Adriaan de Jongh, developer of Hidden Folks, echoed these concerns, calling LLM-generated pull requests a "massive time waster," especially when users hide the fact that they used AI. Even though Godot’s guidelines require an AI-assisted declaration, Verschelde says these rules are "frequently ignored." This forces veteran maintainers to act as digital detectives instead of engine architects.

The Cost of Keeping Godot Open

We believe this is a critical junction for the engine. For years, Godot’s "low barrier to entry" has been its greatest strength, allowing anyone to contribute to the core code. Now, that openness is being weaponized by low-effort submissions.

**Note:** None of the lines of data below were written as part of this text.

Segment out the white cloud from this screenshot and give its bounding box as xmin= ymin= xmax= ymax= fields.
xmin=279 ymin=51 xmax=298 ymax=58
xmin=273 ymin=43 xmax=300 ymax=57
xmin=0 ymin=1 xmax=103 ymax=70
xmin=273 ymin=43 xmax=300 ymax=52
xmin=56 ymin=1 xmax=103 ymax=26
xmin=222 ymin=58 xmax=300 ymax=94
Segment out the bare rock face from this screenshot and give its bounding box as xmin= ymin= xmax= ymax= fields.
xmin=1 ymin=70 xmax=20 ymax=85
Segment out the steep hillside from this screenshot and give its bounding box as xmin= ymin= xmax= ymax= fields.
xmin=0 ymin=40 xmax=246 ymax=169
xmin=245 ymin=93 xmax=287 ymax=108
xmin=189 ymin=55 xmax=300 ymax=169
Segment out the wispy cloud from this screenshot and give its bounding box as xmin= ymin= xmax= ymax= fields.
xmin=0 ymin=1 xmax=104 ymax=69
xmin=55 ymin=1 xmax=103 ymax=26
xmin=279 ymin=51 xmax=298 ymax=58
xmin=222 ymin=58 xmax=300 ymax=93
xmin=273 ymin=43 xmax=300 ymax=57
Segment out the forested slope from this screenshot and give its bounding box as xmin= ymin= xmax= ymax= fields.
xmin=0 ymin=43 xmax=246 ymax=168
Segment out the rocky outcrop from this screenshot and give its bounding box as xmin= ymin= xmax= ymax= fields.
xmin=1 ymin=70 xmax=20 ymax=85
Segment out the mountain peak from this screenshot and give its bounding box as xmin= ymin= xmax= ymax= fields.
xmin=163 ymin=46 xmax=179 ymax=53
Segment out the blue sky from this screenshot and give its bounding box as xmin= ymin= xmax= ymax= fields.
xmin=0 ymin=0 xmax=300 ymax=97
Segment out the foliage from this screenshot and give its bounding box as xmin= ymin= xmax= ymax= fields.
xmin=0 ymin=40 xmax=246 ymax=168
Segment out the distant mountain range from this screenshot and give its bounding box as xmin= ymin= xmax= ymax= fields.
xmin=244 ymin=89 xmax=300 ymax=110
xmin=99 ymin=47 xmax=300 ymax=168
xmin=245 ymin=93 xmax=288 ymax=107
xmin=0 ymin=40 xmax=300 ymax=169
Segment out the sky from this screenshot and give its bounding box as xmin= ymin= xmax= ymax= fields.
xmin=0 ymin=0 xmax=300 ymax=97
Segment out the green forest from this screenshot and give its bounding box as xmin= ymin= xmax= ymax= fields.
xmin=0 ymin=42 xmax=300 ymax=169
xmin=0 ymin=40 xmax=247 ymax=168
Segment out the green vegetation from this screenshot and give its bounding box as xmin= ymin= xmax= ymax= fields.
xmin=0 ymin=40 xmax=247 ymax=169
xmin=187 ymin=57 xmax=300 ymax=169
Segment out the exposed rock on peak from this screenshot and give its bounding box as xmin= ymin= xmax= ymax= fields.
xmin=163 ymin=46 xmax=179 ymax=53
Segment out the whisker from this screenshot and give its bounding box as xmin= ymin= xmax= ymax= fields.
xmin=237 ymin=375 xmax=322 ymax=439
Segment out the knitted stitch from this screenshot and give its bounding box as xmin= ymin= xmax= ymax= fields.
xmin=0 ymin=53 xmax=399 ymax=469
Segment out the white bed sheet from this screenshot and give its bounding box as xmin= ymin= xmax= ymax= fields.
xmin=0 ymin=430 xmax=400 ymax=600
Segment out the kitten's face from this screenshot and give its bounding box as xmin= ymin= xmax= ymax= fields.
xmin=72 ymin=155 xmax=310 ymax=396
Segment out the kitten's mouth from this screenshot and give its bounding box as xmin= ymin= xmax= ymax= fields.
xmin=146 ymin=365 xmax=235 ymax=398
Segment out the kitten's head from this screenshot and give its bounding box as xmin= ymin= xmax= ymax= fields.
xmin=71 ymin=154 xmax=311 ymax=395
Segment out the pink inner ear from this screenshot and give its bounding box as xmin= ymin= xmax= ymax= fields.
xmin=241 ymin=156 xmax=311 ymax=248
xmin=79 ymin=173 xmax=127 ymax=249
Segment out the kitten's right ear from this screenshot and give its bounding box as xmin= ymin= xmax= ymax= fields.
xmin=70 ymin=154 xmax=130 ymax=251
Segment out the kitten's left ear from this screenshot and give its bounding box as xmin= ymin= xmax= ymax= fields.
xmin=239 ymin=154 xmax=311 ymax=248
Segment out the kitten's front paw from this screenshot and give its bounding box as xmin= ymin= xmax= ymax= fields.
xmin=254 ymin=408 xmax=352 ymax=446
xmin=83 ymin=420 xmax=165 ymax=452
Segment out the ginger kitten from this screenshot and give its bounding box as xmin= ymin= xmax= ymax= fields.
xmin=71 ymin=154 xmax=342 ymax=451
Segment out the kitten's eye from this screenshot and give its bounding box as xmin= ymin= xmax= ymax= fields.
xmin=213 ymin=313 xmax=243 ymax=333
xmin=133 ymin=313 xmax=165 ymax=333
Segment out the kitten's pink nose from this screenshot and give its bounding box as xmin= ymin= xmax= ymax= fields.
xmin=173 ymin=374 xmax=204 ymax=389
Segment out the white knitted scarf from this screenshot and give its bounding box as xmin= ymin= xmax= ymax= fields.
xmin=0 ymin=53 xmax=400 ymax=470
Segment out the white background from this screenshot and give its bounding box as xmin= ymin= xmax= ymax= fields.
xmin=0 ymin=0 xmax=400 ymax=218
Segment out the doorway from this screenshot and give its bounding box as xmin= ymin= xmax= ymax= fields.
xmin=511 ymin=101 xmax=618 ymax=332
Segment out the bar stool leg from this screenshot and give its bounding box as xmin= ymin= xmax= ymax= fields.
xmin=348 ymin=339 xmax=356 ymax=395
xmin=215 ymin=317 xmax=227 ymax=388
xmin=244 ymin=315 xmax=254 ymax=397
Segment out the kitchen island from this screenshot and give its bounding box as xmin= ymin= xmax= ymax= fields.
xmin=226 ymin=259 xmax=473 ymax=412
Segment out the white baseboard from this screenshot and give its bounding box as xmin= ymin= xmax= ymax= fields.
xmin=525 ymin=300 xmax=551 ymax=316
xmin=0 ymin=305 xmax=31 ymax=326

Verschelde admits he is "monitoring how the situation evolves," but the current pace is unsustainable.

The team is currently looking at three potential paths to keep the project afloat:

  • Increased Funding: Raising money to hire more dedicated maintainers specifically to filter the "slop."
  • GitHub Migration: Moving away from GitHub to a platform that doesn't "actively facilitate" AI-generated contributions, though this risks alienating genuine contributors.
  • Trust Systems: Implementing community voting or rating systems to gatekeep who can submit PRs.

Our take? Moving off GitHub feels like a "nuclear option" that could hurt the community more than the bots. However, the maintenance team can't be expected to tank this much damage forever. If the community wants Godot to remain a viable alternative to the corporate giants, it's time to stop the low-effort LLM spam and start respecting the human reviewers who keep the engine running.